We have heard a number of warnings about the impact of council house sales on the buy-to-let market. As the noble Baroness, Lady Hollis of Heigham, made clear, 40% of council-home sales have gone to buy to let. I hope that the Minister will be exceedingly careful about this. There are opportunities on other amendments to talk further about that.

There are two other things that the Minister needs to bear very carefully in mind. The first is that councils should not end up paying tithes to central government for high-value empty properties that are not empty—in other words, notional taxation. The second is that councils should not have to pay tithes to central government for properties which may be high value but which are needed for rent.

We shall look at that issue at greater detail on Amendment 66E, but the point is that we need a very clear definition of what the Government think a high-value property is. I had assumed, until quite recently, that high value was a market value in absolute terms, but I understand that government thinking, in terms of writing the regulations, is that there will be a definition of high-value for one-bedroom properties, for two-bedroom properties, for three bedrooms and for four bedrooms and more. We have to understand exactly what the Government’s exact thinking is on the definition of high value.

I remind the Minister of a point I made when we had our Question for Short Debate a little while ago. I feel very strongly about the need to protect the rights of larger families to rent larger council homes. By their very nature, larger properties tend to be higher-value properties. I hope that we will not end up in a position in which houses with larger bedrooms, needed by larger families, are sold off into owner-occupation when there is demand for them. Larger homes—and homes in other categories which have to be considered—will have to be protected as rentable stock.
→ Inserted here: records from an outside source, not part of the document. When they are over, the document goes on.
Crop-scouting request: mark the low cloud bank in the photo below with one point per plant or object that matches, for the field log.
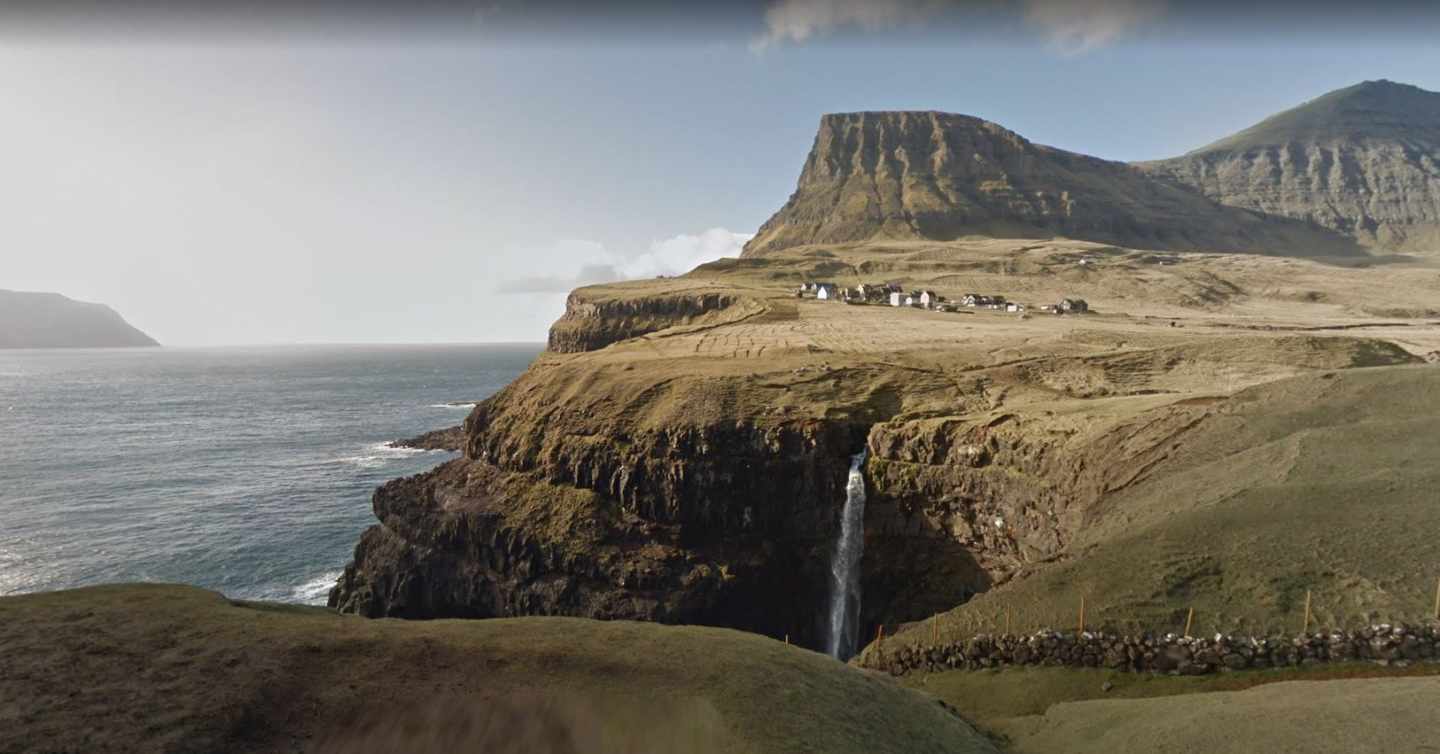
(594, 264)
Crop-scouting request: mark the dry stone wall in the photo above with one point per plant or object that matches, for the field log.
(1168, 653)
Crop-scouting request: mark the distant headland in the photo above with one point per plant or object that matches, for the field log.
(35, 320)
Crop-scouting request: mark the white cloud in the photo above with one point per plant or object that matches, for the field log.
(1073, 26)
(594, 264)
(798, 20)
(1079, 26)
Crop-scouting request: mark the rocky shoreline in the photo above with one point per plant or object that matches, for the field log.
(1168, 653)
(450, 439)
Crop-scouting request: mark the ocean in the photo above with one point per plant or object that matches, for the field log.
(246, 471)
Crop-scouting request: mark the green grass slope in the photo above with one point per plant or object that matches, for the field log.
(166, 668)
(1312, 717)
(1322, 484)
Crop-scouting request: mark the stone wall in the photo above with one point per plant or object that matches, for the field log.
(1170, 653)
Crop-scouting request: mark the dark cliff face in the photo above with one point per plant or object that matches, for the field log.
(559, 511)
(905, 176)
(54, 321)
(1362, 161)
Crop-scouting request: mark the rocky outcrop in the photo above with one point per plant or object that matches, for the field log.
(54, 321)
(1362, 161)
(592, 321)
(1167, 653)
(707, 524)
(450, 439)
(906, 176)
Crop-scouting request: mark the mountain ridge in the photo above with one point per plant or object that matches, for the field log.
(1362, 161)
(936, 176)
(46, 320)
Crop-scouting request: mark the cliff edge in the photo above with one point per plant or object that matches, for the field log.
(30, 320)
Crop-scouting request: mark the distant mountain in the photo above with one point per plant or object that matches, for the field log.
(894, 176)
(1362, 161)
(54, 321)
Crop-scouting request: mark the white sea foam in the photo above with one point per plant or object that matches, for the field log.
(316, 590)
(379, 453)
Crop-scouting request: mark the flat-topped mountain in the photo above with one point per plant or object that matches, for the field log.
(30, 320)
(935, 176)
(1362, 161)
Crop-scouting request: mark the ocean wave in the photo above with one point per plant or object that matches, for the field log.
(380, 453)
(316, 590)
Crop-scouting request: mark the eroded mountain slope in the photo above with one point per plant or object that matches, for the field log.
(696, 472)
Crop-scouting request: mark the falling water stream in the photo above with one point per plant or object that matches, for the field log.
(844, 589)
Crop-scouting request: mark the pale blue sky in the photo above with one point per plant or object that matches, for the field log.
(385, 186)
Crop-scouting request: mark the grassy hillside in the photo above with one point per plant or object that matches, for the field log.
(166, 668)
(1319, 484)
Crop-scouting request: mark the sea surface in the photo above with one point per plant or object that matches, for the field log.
(242, 469)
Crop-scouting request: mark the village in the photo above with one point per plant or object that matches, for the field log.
(894, 294)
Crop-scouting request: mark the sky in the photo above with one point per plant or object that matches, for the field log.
(255, 176)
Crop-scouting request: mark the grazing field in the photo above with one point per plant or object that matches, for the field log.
(166, 668)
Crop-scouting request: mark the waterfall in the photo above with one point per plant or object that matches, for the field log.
(844, 589)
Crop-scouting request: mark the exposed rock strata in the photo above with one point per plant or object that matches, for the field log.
(591, 324)
(900, 176)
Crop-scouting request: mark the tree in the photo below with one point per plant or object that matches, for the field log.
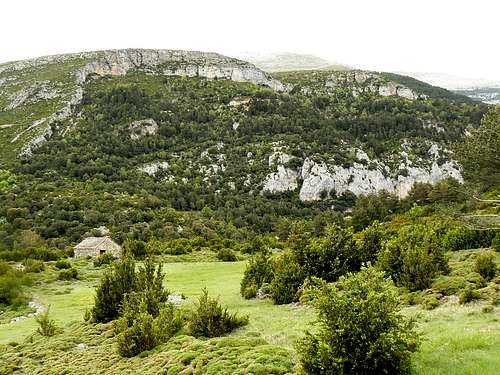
(479, 154)
(360, 330)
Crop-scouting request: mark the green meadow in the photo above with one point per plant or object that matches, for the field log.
(456, 339)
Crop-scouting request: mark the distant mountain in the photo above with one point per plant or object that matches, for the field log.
(168, 144)
(453, 82)
(281, 62)
(484, 90)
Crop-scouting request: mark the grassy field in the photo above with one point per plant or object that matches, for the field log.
(457, 339)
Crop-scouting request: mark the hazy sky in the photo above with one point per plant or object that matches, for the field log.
(459, 37)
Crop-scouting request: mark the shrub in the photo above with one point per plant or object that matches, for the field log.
(122, 281)
(495, 244)
(332, 255)
(41, 253)
(226, 255)
(145, 332)
(62, 264)
(145, 320)
(68, 274)
(430, 302)
(461, 238)
(33, 265)
(210, 319)
(485, 265)
(288, 277)
(11, 282)
(117, 282)
(135, 248)
(360, 329)
(487, 309)
(249, 291)
(46, 326)
(413, 257)
(257, 272)
(105, 258)
(468, 295)
(369, 243)
(140, 336)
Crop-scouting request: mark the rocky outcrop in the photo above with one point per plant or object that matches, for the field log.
(363, 177)
(153, 168)
(142, 128)
(88, 65)
(40, 90)
(175, 63)
(284, 179)
(47, 132)
(362, 82)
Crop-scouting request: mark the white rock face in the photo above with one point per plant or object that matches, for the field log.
(361, 180)
(46, 133)
(142, 128)
(153, 168)
(119, 62)
(284, 179)
(176, 63)
(368, 81)
(40, 90)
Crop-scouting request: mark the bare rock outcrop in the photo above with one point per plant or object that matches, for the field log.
(142, 128)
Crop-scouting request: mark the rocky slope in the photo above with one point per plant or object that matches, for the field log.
(44, 98)
(30, 107)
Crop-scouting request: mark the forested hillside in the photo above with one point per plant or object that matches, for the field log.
(165, 156)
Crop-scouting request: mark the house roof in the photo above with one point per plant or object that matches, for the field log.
(91, 242)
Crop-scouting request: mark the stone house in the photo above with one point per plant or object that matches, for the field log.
(95, 246)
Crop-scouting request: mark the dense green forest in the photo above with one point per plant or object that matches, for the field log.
(216, 137)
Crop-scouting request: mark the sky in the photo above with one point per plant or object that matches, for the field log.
(459, 37)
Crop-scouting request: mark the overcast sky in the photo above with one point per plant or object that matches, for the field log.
(451, 36)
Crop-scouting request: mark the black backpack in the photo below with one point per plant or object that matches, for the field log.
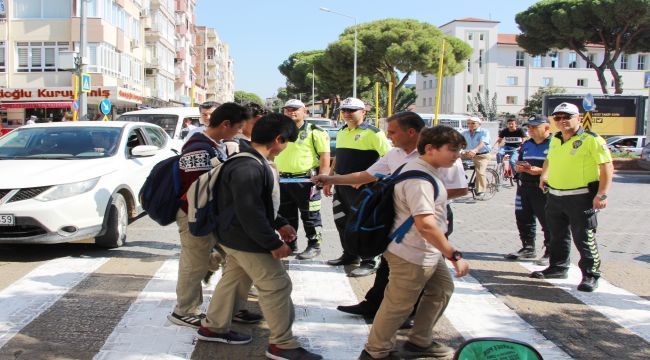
(367, 232)
(160, 196)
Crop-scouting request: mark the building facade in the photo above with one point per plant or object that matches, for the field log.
(499, 65)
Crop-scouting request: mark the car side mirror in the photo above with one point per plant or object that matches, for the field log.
(144, 151)
(496, 349)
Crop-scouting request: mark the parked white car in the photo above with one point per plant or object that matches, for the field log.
(70, 181)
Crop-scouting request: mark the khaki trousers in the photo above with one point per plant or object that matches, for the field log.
(480, 164)
(406, 281)
(274, 288)
(193, 264)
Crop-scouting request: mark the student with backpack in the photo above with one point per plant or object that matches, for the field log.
(200, 153)
(417, 263)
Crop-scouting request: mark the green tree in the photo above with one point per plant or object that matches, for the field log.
(390, 50)
(534, 104)
(481, 104)
(620, 26)
(242, 97)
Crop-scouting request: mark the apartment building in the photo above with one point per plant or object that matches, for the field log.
(501, 66)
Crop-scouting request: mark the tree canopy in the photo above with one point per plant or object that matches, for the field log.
(619, 26)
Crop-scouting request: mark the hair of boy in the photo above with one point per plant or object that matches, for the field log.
(438, 136)
(408, 120)
(233, 112)
(272, 125)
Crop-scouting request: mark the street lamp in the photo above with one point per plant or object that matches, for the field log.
(354, 81)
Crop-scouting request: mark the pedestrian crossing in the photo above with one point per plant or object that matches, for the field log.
(144, 332)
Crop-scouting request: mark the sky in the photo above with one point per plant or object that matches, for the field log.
(263, 33)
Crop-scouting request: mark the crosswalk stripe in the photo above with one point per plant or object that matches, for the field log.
(621, 306)
(144, 331)
(317, 289)
(475, 312)
(26, 299)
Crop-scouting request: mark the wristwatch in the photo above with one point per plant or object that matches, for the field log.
(455, 256)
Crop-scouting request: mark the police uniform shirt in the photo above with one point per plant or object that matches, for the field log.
(357, 149)
(301, 155)
(573, 164)
(534, 154)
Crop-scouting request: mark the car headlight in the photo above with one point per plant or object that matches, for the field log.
(66, 190)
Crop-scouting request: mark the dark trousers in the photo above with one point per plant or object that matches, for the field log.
(343, 200)
(530, 203)
(566, 217)
(375, 294)
(306, 199)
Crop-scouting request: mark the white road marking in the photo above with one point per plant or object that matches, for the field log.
(475, 312)
(30, 296)
(621, 306)
(144, 331)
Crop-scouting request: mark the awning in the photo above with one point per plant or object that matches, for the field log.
(38, 105)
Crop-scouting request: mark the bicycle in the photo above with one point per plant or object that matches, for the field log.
(491, 180)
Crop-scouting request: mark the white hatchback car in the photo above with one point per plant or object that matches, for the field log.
(70, 181)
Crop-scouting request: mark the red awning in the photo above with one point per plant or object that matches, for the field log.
(38, 105)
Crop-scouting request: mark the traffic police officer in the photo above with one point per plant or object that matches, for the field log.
(309, 155)
(358, 145)
(530, 199)
(578, 171)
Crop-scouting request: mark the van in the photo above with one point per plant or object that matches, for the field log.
(170, 119)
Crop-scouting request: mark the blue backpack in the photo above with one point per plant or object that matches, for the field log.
(160, 196)
(367, 232)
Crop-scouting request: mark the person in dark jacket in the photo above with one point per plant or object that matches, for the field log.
(247, 203)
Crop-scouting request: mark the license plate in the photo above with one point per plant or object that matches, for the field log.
(6, 220)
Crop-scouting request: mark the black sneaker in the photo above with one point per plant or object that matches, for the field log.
(588, 284)
(275, 353)
(435, 349)
(231, 337)
(193, 321)
(549, 273)
(309, 253)
(247, 317)
(523, 253)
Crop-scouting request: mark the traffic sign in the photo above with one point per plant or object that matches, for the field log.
(105, 106)
(85, 82)
(588, 102)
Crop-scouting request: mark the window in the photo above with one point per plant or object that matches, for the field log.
(547, 81)
(554, 59)
(623, 62)
(592, 58)
(640, 65)
(573, 61)
(38, 56)
(519, 58)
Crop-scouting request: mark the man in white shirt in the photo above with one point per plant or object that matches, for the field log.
(403, 130)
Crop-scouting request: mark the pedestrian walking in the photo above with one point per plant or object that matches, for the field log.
(578, 171)
(530, 200)
(417, 264)
(249, 191)
(303, 158)
(358, 145)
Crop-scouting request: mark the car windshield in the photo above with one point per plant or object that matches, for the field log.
(65, 142)
(166, 121)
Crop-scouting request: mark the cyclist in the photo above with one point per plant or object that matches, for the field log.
(513, 136)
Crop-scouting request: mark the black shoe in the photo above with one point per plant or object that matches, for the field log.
(344, 260)
(523, 253)
(309, 253)
(588, 284)
(549, 273)
(365, 269)
(361, 308)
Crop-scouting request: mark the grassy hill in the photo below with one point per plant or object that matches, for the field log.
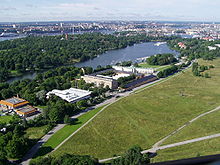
(148, 116)
(202, 148)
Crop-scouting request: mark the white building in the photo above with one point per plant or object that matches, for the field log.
(212, 48)
(71, 95)
(134, 69)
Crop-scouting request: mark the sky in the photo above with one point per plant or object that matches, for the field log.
(104, 10)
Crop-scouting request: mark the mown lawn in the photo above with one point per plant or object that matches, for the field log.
(5, 119)
(35, 132)
(146, 65)
(202, 148)
(206, 125)
(148, 116)
(65, 132)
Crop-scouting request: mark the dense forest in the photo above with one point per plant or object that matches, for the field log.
(196, 48)
(43, 52)
(55, 109)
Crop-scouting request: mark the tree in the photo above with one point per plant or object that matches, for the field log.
(132, 157)
(67, 119)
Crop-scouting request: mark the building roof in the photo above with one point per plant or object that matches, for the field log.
(70, 95)
(25, 110)
(14, 102)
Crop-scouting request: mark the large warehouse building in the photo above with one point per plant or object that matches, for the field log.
(71, 95)
(99, 80)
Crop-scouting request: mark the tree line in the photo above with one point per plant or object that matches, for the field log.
(131, 157)
(43, 52)
(161, 59)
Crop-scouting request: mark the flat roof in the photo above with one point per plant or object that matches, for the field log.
(71, 94)
(15, 100)
(26, 109)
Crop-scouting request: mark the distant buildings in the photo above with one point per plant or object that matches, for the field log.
(20, 106)
(71, 95)
(134, 70)
(182, 45)
(99, 80)
(212, 48)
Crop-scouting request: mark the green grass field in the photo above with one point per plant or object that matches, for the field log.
(5, 119)
(206, 125)
(35, 132)
(148, 116)
(65, 132)
(146, 65)
(202, 148)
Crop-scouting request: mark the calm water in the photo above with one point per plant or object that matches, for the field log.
(132, 53)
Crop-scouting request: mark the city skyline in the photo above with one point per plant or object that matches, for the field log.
(100, 10)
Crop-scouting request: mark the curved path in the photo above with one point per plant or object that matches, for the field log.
(152, 150)
(114, 100)
(156, 145)
(35, 148)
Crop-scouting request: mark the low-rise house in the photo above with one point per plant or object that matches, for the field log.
(134, 70)
(99, 80)
(71, 95)
(20, 106)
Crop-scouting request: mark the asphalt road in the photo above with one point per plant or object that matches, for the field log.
(34, 149)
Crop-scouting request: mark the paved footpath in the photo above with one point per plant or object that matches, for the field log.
(156, 145)
(34, 149)
(154, 150)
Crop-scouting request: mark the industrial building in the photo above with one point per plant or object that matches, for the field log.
(71, 95)
(20, 106)
(99, 80)
(134, 69)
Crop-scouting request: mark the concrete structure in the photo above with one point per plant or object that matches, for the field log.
(99, 80)
(212, 48)
(134, 69)
(20, 106)
(71, 95)
(140, 81)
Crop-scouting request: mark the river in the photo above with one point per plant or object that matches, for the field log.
(130, 53)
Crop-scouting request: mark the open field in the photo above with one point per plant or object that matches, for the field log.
(146, 65)
(5, 119)
(65, 132)
(206, 125)
(146, 117)
(202, 148)
(35, 132)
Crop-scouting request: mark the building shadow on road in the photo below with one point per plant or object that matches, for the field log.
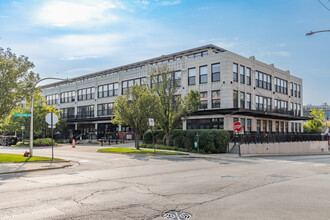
(190, 159)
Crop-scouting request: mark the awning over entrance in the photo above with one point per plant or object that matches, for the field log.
(249, 112)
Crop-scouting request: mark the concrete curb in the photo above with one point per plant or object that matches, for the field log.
(38, 169)
(284, 155)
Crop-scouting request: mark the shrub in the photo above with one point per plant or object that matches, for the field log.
(43, 142)
(210, 140)
(158, 136)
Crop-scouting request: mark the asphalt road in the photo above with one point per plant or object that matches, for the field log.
(115, 186)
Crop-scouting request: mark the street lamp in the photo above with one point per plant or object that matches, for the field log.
(31, 122)
(314, 32)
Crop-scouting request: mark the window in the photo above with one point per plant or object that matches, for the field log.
(264, 126)
(258, 126)
(242, 100)
(263, 80)
(263, 103)
(242, 74)
(216, 72)
(192, 76)
(68, 97)
(248, 101)
(86, 94)
(281, 86)
(104, 109)
(248, 125)
(235, 99)
(287, 127)
(67, 113)
(177, 78)
(203, 100)
(235, 72)
(202, 74)
(52, 99)
(216, 99)
(127, 85)
(243, 124)
(85, 111)
(248, 76)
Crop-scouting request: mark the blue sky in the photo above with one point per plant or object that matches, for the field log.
(65, 38)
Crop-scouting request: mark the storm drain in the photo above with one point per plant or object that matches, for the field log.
(174, 215)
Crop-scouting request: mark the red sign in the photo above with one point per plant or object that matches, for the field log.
(237, 126)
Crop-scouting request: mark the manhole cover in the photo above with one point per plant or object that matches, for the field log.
(174, 215)
(278, 176)
(230, 177)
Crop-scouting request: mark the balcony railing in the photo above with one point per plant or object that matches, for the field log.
(276, 138)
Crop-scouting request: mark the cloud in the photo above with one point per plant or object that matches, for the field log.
(85, 13)
(169, 3)
(79, 58)
(79, 70)
(275, 53)
(144, 3)
(79, 47)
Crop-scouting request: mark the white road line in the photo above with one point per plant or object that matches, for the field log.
(42, 214)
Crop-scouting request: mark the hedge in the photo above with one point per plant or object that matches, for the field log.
(210, 140)
(158, 136)
(43, 142)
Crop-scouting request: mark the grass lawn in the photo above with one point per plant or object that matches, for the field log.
(135, 151)
(17, 158)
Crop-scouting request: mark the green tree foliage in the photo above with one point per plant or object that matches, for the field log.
(134, 109)
(317, 123)
(16, 80)
(172, 109)
(12, 123)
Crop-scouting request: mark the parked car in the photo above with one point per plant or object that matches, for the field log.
(10, 140)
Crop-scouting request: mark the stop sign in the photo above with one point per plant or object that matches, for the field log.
(237, 126)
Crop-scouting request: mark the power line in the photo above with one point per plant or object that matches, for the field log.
(324, 5)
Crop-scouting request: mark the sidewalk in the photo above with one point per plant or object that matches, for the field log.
(7, 168)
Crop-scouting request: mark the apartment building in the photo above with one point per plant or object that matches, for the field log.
(232, 87)
(307, 109)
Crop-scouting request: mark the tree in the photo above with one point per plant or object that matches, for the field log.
(171, 108)
(41, 109)
(15, 80)
(134, 109)
(316, 124)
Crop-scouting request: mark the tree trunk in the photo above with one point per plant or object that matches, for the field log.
(137, 139)
(167, 139)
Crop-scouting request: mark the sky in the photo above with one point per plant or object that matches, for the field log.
(67, 38)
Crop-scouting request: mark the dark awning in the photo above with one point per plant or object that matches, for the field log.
(249, 112)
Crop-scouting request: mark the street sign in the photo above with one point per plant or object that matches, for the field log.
(151, 122)
(22, 115)
(49, 118)
(237, 126)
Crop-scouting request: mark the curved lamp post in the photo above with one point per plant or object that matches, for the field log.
(314, 32)
(31, 122)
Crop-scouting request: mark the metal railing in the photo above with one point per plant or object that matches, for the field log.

So there are a number of questions for the Minister. I agree with the noble Lord, Lord Porter, about the need not to sell off council homes—again, we are into Amendment 66E at this point—because I think that local authorities ought to have the right to decide whether a property should be sold off. Most properties, surely, are not surplus to a council’s requirement. The prospect of high-value council homes, which may be essential in a local area, being sold off, with the result that a potential tenant who needs to rent that property will be denied the opportunity to do so, I regard as a scandalous potential outcome of this Bill.